First we’ll copy the metadata. On the command line, run the following:

cd /Volumes/nmnh-ocean-dna/Hydra_backup/store/raw_sequence_metadata
rclone copy -v -n SI-Hydra:/store/public/oceandna/raw_sequence_metadata . 

-v tells Rclone to produce verbose output, -c tell Rclone to use checksums, -n tells Rclone to perform a “dry run”, listing files and sizes but not copying

If this dry run looks good, initiate the transfer with:

rclone copy -v SI-Hydra:/store/public/oceandna/raw_sequence_metadata . 

The metadata should copy quickly.
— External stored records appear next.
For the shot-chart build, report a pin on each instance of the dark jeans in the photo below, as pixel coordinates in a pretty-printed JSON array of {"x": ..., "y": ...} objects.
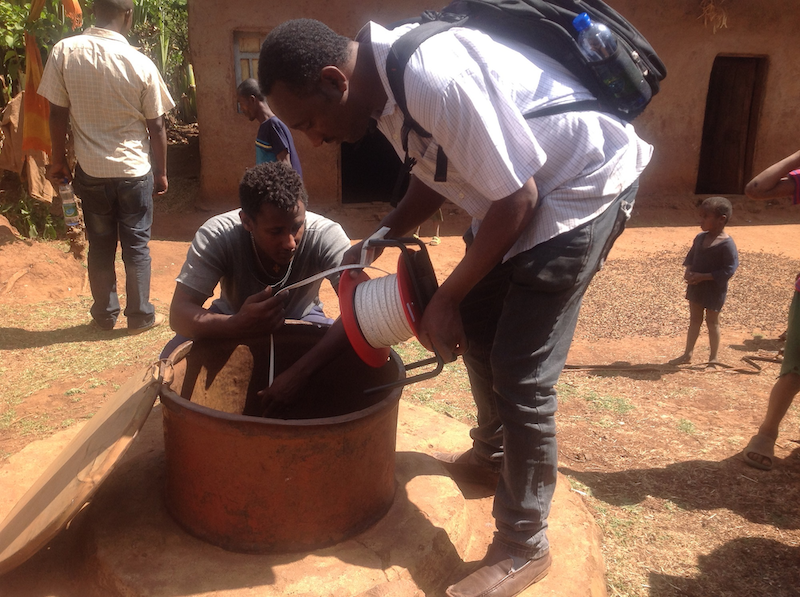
[
  {"x": 519, "y": 321},
  {"x": 118, "y": 210}
]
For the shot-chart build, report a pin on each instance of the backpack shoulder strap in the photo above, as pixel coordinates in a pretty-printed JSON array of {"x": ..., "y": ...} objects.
[{"x": 399, "y": 55}]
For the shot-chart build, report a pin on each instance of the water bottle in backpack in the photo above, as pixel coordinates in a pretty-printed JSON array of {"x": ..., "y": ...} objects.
[
  {"x": 614, "y": 68},
  {"x": 69, "y": 203}
]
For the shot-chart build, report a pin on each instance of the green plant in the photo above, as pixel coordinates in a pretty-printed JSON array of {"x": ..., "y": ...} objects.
[
  {"x": 620, "y": 406},
  {"x": 31, "y": 217},
  {"x": 161, "y": 30},
  {"x": 49, "y": 28}
]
Now let’s do the same process for the sequence data.

cd /Volumes/nmnh-ocean-dna/Hydra_backup/store/raw_sequence_data
rclone copy -v -n SI-Hydra:/store/public/oceandna/raw_sequence_data . 

And again, if the dry run looks good, proceed with transfer.

rclone copy -v SI-Hydra:/store/public/oceandna/raw_sequence_data . 

If either transfer is interrupted, simply rerun the command to resume.

Important: after backing up sequence data to the P drive, the data manager should make all of the FASTQ files on Store read-only. This will mitigate the risk of accidental overwrite or deletion.

Run the following command in the relevant sequence data folders on Store. This will make all fastq.gz files read-only..

chmod 444 *.fastq.gz

More info about chmod can be found here.